Deutsche Lufthansa AG Chief Executive Officer Carsten Spohr said the airline is in talks with Airbus SE and Boeing Co. about postponing plane deliveries as he set out plans for surviving the coronavirus storm.
Facing shareholders at the German company’s annual general meeting—held online because of the pandemic—executives said they couldn’t answer questions about negotiations for a government bailout, but that it’s in noone’s best interests to see a collapse.
“The future of Lufthansa is being decided in these days,” Spohr told the meeting. “It is about avoiding an insolvency with the help of the governments of our four home markets.”
Spohr is seeking to slash spending and rein in Lufthansa’s operations to survive a travel collapse that’s punctured a decades-long aviation boom. At the same time he’s pursuing state support worth as much as 12 billion euros ($13 billion) from Germany and the three other countries where the group has units.
Lufthansa shares traded little changed as of 12:46 p.m. in Frankfurt after earlier gaining 3.8%. The stock has lost 51% of its value this year, on a par with Air France-KLM, which is also seeking aid, but steeper than declines at discounters Ryanair Holdings Plc and Wizz Air Holdings Plc.
The crucial German bailout, which could total 10 billion euros, has been held up as Lufthansa resists ceding influence to the state, people with knowledge of the matter have said.
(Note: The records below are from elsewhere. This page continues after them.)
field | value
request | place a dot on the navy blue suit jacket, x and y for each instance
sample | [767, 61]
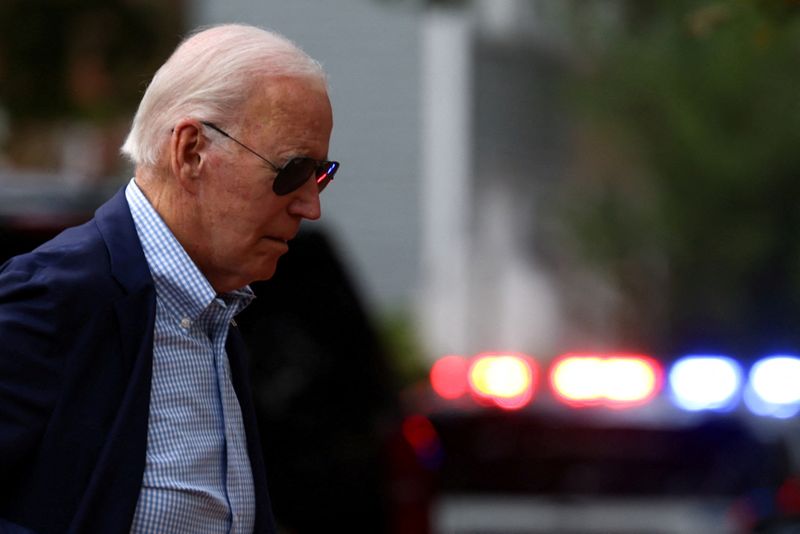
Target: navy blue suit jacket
[76, 350]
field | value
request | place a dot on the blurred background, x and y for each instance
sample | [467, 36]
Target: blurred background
[604, 189]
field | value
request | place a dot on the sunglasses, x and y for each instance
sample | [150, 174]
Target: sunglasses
[295, 173]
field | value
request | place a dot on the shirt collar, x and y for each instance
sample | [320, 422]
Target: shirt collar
[178, 281]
Karl-Ludwig Kley, chairman of its supervisory board, told the AGM that questions regarding details of the talks wouldn’t be discussed.
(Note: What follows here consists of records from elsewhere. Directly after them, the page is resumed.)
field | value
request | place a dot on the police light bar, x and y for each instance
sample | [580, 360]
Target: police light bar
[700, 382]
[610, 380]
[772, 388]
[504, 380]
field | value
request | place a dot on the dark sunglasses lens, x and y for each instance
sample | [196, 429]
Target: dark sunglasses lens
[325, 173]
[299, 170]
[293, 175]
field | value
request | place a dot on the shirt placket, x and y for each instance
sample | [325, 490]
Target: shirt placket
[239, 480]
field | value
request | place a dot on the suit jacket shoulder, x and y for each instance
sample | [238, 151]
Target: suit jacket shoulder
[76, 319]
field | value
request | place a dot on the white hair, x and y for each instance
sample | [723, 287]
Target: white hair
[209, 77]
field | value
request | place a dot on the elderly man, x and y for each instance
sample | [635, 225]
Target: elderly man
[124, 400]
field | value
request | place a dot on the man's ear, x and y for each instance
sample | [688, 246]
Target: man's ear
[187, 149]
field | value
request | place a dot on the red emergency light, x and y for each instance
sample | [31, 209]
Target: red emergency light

Spohr said negotiations with Airbus and Boeing over fleet plans are “intense.”
Lufthansa has already announced plans to permanently reduce aircraft numbers and close discount arm Germanwings to resize for what it warns could be years of depressed demand.
The group has 123 outstanding orders for Airbus planes, comprising 96 A320neo-series single-aisle jets and 27 A350-900 wide-bodies, and 40 for Boeing models, split evenly between the 777X and 787 Dreamliner.
Supervisory board member Michael Niggemann said it’s impossible to give a market outlook for the second half, while disclosing that Lufthansa is burning through 800 million euros a month despite having shut down almost all of its operations. A capital increase can’t be ruled out at some point, he added.
Spohr said Lufthansa is focused purely on its own situation and that there are no plans for a takeover of Alitalia SpA, the Italian airline that filed for bankruptcy protection long before Covid-19 struck. Vanessa Golz of shareholder Deka Investment had said the issue was one that needed to be clarified.
Talks with the German government are coming down to how much the state will profit from the rescue in future years, according to the people, who asked not to be named discussing private negotiations.
Lufthansa has already secured aid from Switzerland for its unit there in the form of 1.28 billion Swiss francs ($1.4 billion) in credit guarantees and is negotiating packages in Belgium and Austria, where it’s asking for 767 million euros in support from Vienna, mostly in repayable loans.